Single by Duran Duran

from the album Future Past
- Released: 19 May 2021
- Genre: Synth-pop
- Length: 3:11
- Label: BMG; Tape Modern;
- Songwriters: Erol Alkan; Simon Le Bon; Nick Rhodes; John Taylor; Roger Taylor;
- Producers: Erol Alkan; Duran Duran;

Duran Duran singles chronology
| "Last Night in the City" (2017) | "Invisible" (2021) | "More Joy!" (2021) |

Music video
- "INVISIBLE" on YouTube

= Invisible (Duran Duran song) =

2021 single by Duran Duran

"Invisible" (stylized in all caps) is a song by the English pop rock band Duran Duran. It was released on 19 May 2021 as the lead single from their fifteenth studio album, Future Past (2021), and their 39th single overall.

The song debuted and peaked at number 45 on the UK Singles Sales Chart and number 44 on the UK Singles Downloads Chart. After going viral, the song has reached over 150 million streams on Spotify.
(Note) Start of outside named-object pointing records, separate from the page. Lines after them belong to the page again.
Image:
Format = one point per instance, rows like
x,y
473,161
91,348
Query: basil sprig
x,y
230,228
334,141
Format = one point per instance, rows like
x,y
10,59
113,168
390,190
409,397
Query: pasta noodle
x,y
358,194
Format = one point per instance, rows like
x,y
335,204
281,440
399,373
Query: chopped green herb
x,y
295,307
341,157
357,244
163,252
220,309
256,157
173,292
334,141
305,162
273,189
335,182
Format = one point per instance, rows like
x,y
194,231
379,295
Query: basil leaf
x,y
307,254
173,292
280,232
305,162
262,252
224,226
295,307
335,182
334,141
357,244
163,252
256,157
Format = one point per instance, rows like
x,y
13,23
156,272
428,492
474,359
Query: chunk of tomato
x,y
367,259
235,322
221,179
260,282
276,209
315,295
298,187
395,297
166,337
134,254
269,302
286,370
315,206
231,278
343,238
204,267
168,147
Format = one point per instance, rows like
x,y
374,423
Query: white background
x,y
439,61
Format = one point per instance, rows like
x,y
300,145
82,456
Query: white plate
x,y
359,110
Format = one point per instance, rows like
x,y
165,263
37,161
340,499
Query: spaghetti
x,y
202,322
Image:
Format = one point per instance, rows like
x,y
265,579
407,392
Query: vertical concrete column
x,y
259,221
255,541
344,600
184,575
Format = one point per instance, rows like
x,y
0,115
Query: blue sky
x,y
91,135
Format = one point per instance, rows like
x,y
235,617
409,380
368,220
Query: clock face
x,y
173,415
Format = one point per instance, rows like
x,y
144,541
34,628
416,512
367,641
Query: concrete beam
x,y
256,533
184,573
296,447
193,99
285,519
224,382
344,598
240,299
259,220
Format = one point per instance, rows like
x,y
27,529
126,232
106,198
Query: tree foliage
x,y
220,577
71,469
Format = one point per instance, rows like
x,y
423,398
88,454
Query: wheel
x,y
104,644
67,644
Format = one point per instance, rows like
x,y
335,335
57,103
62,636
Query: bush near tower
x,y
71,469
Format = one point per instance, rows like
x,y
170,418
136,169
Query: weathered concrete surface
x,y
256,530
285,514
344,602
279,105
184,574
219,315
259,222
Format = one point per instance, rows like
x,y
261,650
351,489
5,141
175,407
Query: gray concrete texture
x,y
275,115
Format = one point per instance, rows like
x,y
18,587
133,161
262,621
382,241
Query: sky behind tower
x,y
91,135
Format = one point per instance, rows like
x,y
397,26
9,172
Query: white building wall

==Background and development==
When asked about the origin of the song, singer Simon Le Bon said, "Invisible began as a story about a one-sided relationship and then transformed into something much bigger". He also said that the song started with its big drum track before anything else was added on.

==Music video==
The music video for Invisible was made with Huxley, an artificial intelligence described as a "unique dreamer whose 'mind' [was] modelled after the cognitive and emotional processes of humans", with it being the first music video of the Future Past album to feature Huxley.

==In popular culture==
In 2023, fans of the Metal Gear video game series began using the song in fan-made short-form videos of the series. This led to an inside joke where fans would gaslight other people into believing that the song was included in the soundtrack for Metal Gear Solid V: The Phantom Pain due to the similarities in the themes of the song and the video game.

Duran Duran responded to the meme on TikTok by reposting an edit of Metal Gear Solid 3: Snake Eater featuring the song and replied to several comments.

==Charts==

Peak chart positions for "INVISIBLE"
| Chart | Peak position |
|---|---|
| Belgium (Ultratop 50 Flanders) | 146 |

==Cover version==
Galleons, a transcontinental post-hardcore and mathcore band, released a mathcore cover of Invisible in 2025.